American physician and public official

Francisco Gonzalez Cigarroa (born December 7, 1957) is an American physician and public official who served as chancellor of the University of Texas System. Cigarroa served as the first Hispanic to serve as president of the University of Texas Health Science Center at San Antonio (UTHSCSA). Cigarroa additionally served as the chairman of the Ford Foundation and head of pediatric transplant surgery at UTHSCSA.

== Early life and education ==
Born in the border city of Laredo in south Texas, Cigarroa graduated from J. W. Nixon High School. In 1979, he earned a bachelor's degree from Yale University in New Haven, Connecticut. He received his medical degree from the University of Texas Southwestern Medical Center at Dallas in 1983. He was elected to Alpha Omega Alpha, a national honor society for medical students, residents, scientists, and physicians in the United States and Canada.

== Career ==
During his twelve years of postgraduate training, Cigarroa was chief resident at Massachusetts General Hospital – the teaching hospital of Harvard Medical School in Boston, Massachusetts – and completed pediatric surgery and transplant surgery fellowships at Johns Hopkins Hospital in Baltimore, Maryland.

In January 2009, Cigarroa was appointed chancellor of the University of Texas System.
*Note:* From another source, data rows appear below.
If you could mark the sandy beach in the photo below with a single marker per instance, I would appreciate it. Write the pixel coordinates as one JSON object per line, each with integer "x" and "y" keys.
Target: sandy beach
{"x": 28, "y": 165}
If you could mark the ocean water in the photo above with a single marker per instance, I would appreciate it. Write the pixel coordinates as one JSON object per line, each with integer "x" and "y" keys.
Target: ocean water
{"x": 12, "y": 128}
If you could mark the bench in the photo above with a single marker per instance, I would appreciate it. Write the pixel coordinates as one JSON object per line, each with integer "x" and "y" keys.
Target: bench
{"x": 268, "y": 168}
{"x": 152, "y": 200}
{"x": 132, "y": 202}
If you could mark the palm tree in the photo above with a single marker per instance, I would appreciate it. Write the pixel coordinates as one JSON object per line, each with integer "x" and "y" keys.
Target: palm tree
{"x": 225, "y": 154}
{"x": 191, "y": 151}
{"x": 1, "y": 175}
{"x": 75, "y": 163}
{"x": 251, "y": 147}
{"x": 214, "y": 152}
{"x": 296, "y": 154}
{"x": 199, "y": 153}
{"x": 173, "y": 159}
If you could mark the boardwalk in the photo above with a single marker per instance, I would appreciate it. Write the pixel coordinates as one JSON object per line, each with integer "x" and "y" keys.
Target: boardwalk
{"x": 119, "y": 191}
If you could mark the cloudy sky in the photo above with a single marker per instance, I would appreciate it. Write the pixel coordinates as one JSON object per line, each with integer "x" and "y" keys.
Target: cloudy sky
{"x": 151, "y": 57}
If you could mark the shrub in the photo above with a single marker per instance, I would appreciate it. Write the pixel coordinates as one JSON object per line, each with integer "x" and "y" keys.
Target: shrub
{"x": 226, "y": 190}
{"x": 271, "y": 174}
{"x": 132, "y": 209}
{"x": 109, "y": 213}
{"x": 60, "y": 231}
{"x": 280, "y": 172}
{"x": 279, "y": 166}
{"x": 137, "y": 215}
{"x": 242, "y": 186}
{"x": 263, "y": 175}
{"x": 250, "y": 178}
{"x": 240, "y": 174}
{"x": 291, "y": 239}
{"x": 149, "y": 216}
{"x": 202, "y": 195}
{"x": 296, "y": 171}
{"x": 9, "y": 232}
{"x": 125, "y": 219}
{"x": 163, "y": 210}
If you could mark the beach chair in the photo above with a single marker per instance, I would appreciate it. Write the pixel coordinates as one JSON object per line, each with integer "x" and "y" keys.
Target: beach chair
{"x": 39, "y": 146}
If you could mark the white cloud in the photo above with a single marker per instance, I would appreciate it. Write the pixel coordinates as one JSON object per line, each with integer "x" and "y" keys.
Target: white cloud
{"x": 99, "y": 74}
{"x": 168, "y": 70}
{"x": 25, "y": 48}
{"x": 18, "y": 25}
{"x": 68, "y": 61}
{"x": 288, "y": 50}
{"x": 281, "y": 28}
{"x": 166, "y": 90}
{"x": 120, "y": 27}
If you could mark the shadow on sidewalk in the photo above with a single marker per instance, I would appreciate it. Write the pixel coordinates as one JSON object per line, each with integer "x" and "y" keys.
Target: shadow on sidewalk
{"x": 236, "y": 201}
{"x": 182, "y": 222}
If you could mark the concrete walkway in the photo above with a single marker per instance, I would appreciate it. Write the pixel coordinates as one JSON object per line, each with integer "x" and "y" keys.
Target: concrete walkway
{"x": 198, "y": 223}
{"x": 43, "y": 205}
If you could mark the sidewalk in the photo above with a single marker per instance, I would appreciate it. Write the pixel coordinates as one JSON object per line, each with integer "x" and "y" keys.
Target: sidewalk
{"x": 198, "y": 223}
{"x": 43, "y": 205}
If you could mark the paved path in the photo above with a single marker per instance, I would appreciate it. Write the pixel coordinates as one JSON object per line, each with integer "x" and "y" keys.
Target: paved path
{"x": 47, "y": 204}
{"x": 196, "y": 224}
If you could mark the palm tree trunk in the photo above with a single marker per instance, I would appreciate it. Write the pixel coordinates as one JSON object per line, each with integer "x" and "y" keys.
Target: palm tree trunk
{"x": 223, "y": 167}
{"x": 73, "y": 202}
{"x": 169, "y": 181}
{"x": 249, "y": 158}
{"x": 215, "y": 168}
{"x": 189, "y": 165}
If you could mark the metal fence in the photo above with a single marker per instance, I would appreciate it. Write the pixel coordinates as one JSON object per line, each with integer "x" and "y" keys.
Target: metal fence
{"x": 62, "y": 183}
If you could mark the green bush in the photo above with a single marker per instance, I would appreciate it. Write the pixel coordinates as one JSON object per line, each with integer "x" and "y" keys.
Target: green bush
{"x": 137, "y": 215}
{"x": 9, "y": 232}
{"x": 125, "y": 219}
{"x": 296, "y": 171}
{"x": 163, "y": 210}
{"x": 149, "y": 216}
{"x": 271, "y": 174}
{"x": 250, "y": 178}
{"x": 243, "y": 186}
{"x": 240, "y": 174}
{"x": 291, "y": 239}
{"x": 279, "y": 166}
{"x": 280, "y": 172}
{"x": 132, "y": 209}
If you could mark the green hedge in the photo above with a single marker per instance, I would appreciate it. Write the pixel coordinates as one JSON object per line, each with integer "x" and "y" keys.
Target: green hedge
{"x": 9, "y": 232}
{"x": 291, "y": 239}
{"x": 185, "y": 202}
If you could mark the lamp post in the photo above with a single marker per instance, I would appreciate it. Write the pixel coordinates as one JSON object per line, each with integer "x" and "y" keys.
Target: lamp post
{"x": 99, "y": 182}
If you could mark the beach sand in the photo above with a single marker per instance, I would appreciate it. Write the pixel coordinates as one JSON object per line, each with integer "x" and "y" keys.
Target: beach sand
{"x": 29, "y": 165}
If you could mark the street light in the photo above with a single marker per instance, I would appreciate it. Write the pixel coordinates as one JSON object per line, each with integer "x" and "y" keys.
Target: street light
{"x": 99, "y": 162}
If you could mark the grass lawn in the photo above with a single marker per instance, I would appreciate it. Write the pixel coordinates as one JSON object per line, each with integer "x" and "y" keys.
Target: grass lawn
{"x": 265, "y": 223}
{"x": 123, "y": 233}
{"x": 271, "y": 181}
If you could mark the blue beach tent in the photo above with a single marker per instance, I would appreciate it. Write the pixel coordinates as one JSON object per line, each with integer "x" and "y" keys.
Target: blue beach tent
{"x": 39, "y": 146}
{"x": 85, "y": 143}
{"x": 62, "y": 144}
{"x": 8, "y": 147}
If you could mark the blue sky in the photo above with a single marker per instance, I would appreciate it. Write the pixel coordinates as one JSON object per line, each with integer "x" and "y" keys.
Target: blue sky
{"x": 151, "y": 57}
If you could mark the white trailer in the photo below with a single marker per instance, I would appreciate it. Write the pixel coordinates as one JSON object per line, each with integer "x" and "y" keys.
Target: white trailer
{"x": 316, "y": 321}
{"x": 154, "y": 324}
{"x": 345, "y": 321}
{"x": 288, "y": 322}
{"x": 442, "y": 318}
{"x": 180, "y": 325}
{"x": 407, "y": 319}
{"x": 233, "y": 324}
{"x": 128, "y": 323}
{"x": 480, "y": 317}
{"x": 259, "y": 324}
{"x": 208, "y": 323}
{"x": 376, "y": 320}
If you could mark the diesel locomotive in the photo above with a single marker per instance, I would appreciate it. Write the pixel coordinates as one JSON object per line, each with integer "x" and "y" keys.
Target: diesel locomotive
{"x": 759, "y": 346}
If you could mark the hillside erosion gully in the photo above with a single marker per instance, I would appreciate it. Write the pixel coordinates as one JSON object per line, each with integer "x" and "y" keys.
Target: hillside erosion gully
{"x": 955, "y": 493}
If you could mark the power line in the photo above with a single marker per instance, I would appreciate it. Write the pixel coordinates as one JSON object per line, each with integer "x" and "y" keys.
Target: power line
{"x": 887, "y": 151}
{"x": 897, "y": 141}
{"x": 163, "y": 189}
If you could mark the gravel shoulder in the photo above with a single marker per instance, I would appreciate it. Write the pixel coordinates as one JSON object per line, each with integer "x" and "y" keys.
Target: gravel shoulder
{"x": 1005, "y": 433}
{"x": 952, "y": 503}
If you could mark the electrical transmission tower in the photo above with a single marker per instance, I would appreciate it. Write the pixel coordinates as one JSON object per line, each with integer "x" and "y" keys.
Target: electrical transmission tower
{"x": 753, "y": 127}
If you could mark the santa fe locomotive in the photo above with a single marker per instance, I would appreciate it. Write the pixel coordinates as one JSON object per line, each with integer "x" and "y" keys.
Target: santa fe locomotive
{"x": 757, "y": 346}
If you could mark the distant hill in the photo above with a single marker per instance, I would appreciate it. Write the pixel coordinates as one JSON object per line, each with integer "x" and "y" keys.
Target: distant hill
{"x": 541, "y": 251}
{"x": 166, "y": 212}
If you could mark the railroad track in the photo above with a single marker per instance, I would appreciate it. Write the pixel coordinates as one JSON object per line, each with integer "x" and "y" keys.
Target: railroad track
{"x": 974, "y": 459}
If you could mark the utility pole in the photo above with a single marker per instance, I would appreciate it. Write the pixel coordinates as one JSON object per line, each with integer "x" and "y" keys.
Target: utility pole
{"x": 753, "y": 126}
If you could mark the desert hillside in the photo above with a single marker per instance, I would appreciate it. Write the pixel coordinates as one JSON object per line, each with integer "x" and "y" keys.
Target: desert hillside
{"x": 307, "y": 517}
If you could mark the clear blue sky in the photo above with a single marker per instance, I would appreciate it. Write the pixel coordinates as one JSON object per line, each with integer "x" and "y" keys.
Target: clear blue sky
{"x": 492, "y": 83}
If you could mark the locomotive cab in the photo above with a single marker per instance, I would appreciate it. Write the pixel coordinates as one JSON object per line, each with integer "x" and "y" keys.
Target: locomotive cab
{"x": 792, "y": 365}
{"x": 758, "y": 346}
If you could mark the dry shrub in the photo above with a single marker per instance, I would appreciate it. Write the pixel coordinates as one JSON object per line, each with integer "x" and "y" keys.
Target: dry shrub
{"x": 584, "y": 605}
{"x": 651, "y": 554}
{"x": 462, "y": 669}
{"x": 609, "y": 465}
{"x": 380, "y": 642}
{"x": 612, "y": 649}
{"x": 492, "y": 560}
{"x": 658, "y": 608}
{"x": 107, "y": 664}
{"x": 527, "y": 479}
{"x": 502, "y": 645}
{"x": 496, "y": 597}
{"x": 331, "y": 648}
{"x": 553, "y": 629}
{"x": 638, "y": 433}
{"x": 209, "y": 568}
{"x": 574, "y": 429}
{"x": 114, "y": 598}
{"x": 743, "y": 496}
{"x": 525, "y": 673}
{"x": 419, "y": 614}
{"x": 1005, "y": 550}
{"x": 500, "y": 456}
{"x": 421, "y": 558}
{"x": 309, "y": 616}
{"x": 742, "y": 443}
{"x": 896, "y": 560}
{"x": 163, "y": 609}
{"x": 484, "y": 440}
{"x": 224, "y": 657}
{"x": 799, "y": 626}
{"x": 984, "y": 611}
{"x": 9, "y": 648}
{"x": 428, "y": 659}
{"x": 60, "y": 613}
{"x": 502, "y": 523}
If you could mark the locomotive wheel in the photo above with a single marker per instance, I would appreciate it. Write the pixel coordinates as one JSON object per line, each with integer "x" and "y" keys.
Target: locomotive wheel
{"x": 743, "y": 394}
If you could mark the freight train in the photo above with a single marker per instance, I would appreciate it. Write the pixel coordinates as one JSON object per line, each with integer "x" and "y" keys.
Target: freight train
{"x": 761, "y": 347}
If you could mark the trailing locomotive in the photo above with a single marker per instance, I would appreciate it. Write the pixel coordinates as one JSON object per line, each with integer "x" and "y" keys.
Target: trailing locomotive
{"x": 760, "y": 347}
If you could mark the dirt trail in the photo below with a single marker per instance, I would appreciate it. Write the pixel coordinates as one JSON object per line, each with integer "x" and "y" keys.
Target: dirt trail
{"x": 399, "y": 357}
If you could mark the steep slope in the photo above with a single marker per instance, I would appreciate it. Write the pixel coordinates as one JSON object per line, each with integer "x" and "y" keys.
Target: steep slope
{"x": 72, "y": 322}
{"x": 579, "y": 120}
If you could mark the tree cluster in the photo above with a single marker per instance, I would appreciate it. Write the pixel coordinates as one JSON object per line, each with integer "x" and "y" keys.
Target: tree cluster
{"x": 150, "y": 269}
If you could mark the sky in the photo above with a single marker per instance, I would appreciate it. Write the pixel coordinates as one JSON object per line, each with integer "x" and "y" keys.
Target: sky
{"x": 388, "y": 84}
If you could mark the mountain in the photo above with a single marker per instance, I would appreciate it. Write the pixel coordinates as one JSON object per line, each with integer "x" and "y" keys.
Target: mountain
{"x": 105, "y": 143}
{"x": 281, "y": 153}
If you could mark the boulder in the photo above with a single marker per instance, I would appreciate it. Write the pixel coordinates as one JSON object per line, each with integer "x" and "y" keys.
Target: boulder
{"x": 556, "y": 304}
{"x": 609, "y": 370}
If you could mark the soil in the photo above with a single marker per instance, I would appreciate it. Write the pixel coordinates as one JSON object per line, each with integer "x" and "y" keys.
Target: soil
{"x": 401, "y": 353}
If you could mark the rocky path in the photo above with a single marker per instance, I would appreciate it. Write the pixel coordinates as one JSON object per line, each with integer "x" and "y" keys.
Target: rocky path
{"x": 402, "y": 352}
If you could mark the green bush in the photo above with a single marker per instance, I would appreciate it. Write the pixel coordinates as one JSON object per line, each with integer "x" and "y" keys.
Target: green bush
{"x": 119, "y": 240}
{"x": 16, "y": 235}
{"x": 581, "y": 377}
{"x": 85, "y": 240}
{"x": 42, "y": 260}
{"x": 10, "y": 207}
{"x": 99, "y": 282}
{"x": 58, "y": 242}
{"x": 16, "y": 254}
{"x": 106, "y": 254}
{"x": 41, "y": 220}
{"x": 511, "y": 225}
He is the first Hispanic to ever lead a major university system in the United States. Before this appointment he had been the first Hispanic president of the University of Texas Health Science Center at San Antonio.

On July 1, 2010, Cigarroa began serving an elected six-year term as an Alumni Fellow to the Yale Corporation, the governing body of Yale University.

In August 2011, Cigarroa presented to the University Board of Regents his Framework for Advancing Excellence designed to make the University of Texas System one of the top-ranked US educational systems of higher learning. The framework was unanimously approved by the Board of Regents and has since received national acclaim. In December 2011, Cigarroa was invited to the White House to share his program with US President Barack Obama and US Secretary of Education Arne Duncan.

On February 10, 2014, Cigarroa announced his resignation from the UT System. His office forwarded third party letters of recommendations to the president's office at UT Austin, but he was not involved in overturning decisions made by the admissions committee. He played a leadership role in uncovering admission wrongdoings at UT Austin by commissioning the Kroll Report. He currently works as Director of Transplantation Services at the University of Texas Health Science Center San Antonio.